Received Date: 21 January, 2020; Accepted Date: 04 February, 2020; Published Date: 10 February, 2020

Abstract

Objective: We attempt to investigate the mechanism triggered by Chloroquine (CQ) and its association with autophagic function.

Methods: To investigate the CQ effects on non-malignant and malignant cells, we performed cell viability assays, flow cytometry analysis, immunoblotting, immunofluorescence, confocal microscopy, electronic microscopy and Fluorescence Lifetime Imaging Microscopy (FLIM).

Results: The CQ harmful effects ended up higher in a long term-response (i.e., 48 h and 96 h after CQ-treatment during 24 h) compared to shorter ones (0 h or 24 h after CQ-treatment during 24 h). CQ provoked a lysosomal impairment intrinsically related to reduced proliferation and death in human carcinoma cells (HeLa, HT29, HepG2, and MCF7), as also melanomas SKMEL-25 and SKMEL-28. At long term-response, CQ induced cytotoxic effects on cells associated with the lysosomal accumulation and autophagy inhibition. Noteworthy, that other late effects in tumor cells included cellular nuclear abnormality, the beta-galactosidase senescent-associated activity, and increased lipofuscinogenesis, hallmarks of cell senescence. Remarkably, in the presence of the mitochondrially-toxic drug Oleanolic Acid (OA), a CQ lysosomal-mitochondrial axis of cellular stress could be modulated in tumor cells (HeLa, MCF7, and SKMEL-28), leading to autophagy-associated cell death.

Conclusion: CQ cytotoxicity is related to lysosomal impairment that leads to autophagy-associated cell death, nuclei abnormalities, lipofuscinogenesis, and senescence. Also, our findings indicate that a therapeutic approach based on lysosomal chemo-sensitization triggered by CQ parallel to mitochondrial OA-toxicity may represent a promisor strategy to overcome in vivo tumor progression relied on apoptosis lessening.

Keywords

Chloroquine; Autophagy; Cytotoxicity; Aging; Long-term response

Introduction

Considered a well-known example of repurposing success, Chloroquine (CQ) remains the drug of choice for malaria chemotherapy due to its substantial effectiveness [1-3]. Besides, CQ is an anti-inflammatory agent for the treatment of rheumatoid arthritis, lupus erythematosus, and amoebic hepatitis [2]. Preclinical evidence also revealed the efficacy of CQ in inhibiting the genesis and self-renewal of Cancer Stem Cells (CSC), underlining the potential of this “Old drug” as a repurposing strategy to open a new CSC-targeted chemoprevention era [4]. There are several examples of clinical trials employing CQ as an enhancing agent in cancer therapies (Table 1).

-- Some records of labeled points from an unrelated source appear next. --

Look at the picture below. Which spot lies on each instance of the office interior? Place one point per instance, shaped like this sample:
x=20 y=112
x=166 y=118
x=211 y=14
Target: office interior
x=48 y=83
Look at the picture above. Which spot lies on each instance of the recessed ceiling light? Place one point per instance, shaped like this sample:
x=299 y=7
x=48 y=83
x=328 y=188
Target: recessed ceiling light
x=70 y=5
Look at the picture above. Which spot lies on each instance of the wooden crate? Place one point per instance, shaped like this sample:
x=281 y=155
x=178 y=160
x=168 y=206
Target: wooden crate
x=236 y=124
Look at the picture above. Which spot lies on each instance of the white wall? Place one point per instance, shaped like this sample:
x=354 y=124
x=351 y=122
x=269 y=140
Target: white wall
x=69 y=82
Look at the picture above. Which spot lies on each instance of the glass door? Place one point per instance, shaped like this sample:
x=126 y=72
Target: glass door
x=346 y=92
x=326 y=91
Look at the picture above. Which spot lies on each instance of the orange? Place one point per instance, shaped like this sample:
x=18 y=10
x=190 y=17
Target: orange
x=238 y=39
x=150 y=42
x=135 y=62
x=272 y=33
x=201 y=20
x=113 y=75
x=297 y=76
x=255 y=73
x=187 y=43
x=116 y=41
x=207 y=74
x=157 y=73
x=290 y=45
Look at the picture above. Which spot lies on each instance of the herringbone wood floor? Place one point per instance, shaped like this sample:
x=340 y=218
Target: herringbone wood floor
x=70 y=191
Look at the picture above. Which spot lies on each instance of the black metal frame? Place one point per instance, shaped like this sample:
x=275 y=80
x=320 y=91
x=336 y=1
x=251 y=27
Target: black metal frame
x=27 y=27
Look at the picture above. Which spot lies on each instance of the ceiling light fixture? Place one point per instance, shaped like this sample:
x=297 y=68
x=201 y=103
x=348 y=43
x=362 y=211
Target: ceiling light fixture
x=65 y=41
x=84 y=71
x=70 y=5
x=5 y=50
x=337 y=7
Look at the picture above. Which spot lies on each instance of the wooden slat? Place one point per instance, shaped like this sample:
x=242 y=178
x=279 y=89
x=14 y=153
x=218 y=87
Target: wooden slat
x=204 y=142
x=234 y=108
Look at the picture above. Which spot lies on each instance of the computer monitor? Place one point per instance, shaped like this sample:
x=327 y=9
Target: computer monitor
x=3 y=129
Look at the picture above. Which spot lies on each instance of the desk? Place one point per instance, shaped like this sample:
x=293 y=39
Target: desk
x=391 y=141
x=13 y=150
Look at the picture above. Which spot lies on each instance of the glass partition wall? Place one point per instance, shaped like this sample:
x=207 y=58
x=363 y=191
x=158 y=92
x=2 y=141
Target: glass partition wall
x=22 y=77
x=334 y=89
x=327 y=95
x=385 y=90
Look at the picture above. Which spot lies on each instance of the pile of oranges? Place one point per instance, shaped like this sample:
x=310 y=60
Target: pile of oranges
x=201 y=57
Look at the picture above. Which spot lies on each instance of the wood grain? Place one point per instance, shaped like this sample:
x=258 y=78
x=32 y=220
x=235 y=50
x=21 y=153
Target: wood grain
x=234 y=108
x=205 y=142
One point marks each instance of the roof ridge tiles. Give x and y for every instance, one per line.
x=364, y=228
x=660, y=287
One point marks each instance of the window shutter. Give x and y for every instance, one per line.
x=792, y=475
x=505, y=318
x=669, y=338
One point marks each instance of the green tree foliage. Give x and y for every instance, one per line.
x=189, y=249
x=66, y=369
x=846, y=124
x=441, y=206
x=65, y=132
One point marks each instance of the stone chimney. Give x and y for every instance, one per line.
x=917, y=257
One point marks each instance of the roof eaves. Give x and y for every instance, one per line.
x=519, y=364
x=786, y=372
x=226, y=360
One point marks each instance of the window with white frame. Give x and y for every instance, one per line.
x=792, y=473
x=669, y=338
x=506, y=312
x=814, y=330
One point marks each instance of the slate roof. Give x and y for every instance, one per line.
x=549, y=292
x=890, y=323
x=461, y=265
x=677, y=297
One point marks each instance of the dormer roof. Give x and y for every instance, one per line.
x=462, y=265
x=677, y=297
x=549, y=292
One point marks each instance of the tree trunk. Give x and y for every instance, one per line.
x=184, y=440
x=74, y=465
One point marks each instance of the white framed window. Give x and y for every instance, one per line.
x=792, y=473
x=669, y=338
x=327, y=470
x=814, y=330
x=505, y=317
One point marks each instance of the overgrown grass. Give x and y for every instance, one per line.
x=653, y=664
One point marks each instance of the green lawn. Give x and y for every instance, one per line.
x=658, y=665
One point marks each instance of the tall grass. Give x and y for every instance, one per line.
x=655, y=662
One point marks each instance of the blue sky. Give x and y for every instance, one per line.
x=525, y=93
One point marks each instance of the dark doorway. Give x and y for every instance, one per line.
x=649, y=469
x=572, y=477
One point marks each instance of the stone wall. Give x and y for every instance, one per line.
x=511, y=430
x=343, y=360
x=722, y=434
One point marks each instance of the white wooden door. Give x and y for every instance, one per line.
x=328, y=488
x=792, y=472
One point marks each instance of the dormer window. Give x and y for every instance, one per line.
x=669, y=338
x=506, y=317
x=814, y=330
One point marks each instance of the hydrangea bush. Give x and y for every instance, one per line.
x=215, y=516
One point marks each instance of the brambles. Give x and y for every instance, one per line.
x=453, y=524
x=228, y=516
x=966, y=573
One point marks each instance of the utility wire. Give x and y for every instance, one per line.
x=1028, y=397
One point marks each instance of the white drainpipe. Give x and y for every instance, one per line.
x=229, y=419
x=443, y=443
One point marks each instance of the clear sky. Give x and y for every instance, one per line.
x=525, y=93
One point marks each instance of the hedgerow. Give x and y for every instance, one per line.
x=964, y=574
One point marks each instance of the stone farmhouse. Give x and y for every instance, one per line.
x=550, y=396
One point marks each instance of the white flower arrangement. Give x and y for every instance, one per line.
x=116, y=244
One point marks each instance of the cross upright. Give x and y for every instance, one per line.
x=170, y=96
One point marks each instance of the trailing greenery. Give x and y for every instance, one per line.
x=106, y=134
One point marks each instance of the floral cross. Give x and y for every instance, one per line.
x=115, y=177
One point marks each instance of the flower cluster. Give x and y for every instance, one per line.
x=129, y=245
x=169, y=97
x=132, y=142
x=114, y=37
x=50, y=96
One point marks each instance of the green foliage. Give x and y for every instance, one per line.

Considering that cancer cells might use autophagy as a pro-survival mechanism to deal with unfavorable conditions, increasing their growth and aggressiveness [5,6], CQ and its analogs would be promising antitumoral drugs [2,4]. CQ seems to exert its biological effects through a weak base lysosomotropic feature. In its unprotonated form, CQ can diffuse across lysosomal membranes to become protonated and accumulate in these acidic organelles [2]. Once trapped within lysosomes, CQ raises intra lysosomal pH and interferes with autophagosome-lysosome fusion events [7]. This unique property has established CQ as the most widely used drug to sensitize cancer cells through inhibiting autophagy in vitro and in vivo [2,6]. Although it is well-known that autophagy, a lysosome-dependent degradation pathway, participates in critical cellular functions including homeostasis and energy production [8], differentiation [9], and aging [10-12], the molecular events that trigger the loss in autophagy-lysosomal homeostatic axis are still object of conjecture [7]. To further improve the directions of research on CQ- mediated cancer control, we need to understand how the anti-autophagic effects of CQ function in the context of cellular and molecular control pathways in cells. In this context, we studied the harmful effects of CQ on autophagy in a long-lived post-challenged cell. Aiming to avoid artifacts that may occur when employing transfection and transgenesis strategies to monitor endogenous LC3 lipidated form (LC3B-II) [13], we used nonmalignant immortalized human keratinocytes (HaCaT) as a cellular model, in which autophagy plays a homeostatic role in keratinocyte differentiation [9]. For our knowledge, this study is the first to investigate further the adverse CQ effects on autophagy through a time-point analysis. To perform a comparative analysis regarding tumor histologic type, we also evaluated the CQ effects on human carcinoma and melanomas cells.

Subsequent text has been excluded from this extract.